Literary Yard

Search for meaning

By: Paul O. Anozie 

Two girls walked on a long, sandy road as Ambu and I played under a cashew tree by the zoo on the left. The zoo stood on a prominent place on the old road running from Springtown, through Etiti, to Alaeze on the river bank. They walked side by side, holding each other’s hand, their hands swaying to the tune of frolicking music. We saw them every day as we played under the cashew tree, between late afternoon and early evening, when the sun has overtaken everything else the eye could see, and has turned golden in the west.

The girls were between ten and eleven years old, possibly the same age as us. In height and weight, they were also the same, and their skin tone, which was a gold-yellowish hue, would make them pass for ‘white-skinned’ to a glaucoma sufferer.

We watched as they walked in silence every evening, keeping away from the occasional stampede which followed the pursuit of an animal that escaped from the zoo, or the trail of galloping horses across the meadows; disappearing behind a wall of dust before we could muster the courage to say something to them, like a glide of object in motion picture. We reached the sad conclusion that they escaped from home every evening, to report to a distant relative the bad treatment they received from a wicked stepmother.  

Twenty-seven years had passed since we last saw these pair on the old road. Ambu and I had since sailed on separate routes of life’s turbulent sea, and had just returned home from different theatres of the world. We had interest on a business which required us to inspect a piece of land that we hoped to turn into valuable property by the grace of providence. It was the same land on which stood that cashew tree of most of our childhood fantasies. The zoo had been eaten up by a giant football field. But the old road linking Alaeze and Springtown remained. A mediocre patch of asphalt and coal tar now covered the brown, sandy earth; and the usually irrepressible roll of dust had been firmly contained within the thick envelop of asphalt and tar. 

After several throws of the tape along different lines of the prospective property, our eyes caught an ‘open-back’ Iveco truck that was grunting to a screeching halt by our side of the road. We focused our eyes on the people inside the vehicle. The driver and its only passenger—both women—were also throwing tense glances in all directions, like excited tourists expecting to see exotic animals.

The vehicle finally came to a halt. The women seemed to be looking at us for several seconds. Then they opened their doors and jumped down. Our eyes met. The mutual recognition happened in a flash, and we started running towards one other.

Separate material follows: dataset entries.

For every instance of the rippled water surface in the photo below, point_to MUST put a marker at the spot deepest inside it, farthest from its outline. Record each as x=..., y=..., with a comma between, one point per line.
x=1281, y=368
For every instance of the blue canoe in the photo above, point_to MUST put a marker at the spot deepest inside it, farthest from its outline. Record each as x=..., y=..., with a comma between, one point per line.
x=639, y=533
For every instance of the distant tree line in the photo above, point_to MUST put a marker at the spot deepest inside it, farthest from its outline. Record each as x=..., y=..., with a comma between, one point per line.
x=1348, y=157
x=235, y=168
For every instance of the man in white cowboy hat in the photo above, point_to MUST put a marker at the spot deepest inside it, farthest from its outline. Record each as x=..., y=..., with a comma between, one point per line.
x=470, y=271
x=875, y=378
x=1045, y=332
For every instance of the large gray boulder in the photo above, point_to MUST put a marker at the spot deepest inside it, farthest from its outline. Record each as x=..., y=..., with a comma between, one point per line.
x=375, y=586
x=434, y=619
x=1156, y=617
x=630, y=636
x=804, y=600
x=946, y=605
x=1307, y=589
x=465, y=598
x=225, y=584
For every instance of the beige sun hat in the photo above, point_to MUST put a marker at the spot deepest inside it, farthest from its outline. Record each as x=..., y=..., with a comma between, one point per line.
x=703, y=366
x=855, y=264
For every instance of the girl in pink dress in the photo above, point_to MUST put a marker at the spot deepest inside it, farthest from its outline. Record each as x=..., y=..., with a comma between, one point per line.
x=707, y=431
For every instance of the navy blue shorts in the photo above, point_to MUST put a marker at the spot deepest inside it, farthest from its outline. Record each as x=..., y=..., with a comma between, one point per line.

There was still an amazing similarity in their height, their body size, and their complexion, regardless of unspoken information which warned that the resemblance did not make them twins. They were two beautiful women, with sharp, penetrating eyes. Those eyes hinted of stories that were better left untold.

Ambu was the first to go after one of the ladies. That almost drove a wave of envy within me. But I was sensible enough to quickly suppress that bad feeling and go for my own prize. When I reached her, we clasped each other’s hands, and I looked on her face, and the brightness of the sinking sun was momentarily outshined.

The re-union was magical. You could say that our words flew up while our thoughts remained below, because words, speeches and oral cues could not properly express our feelings at that very point. Rather, we saw ourselves walking down a road that led twenty-seven years back, to a time when rain fell because God poured water through his windows; and grandparents grew old because so many children and grandchildren had been molded from their bodies.

That night, there was a heavy rainfall. In the morning, the sun came out with a sullen face. And while we waited for him to cheer up, we came out in our pajamas to measure the height of last night’s flood on the walls, and we knew that all was still the same.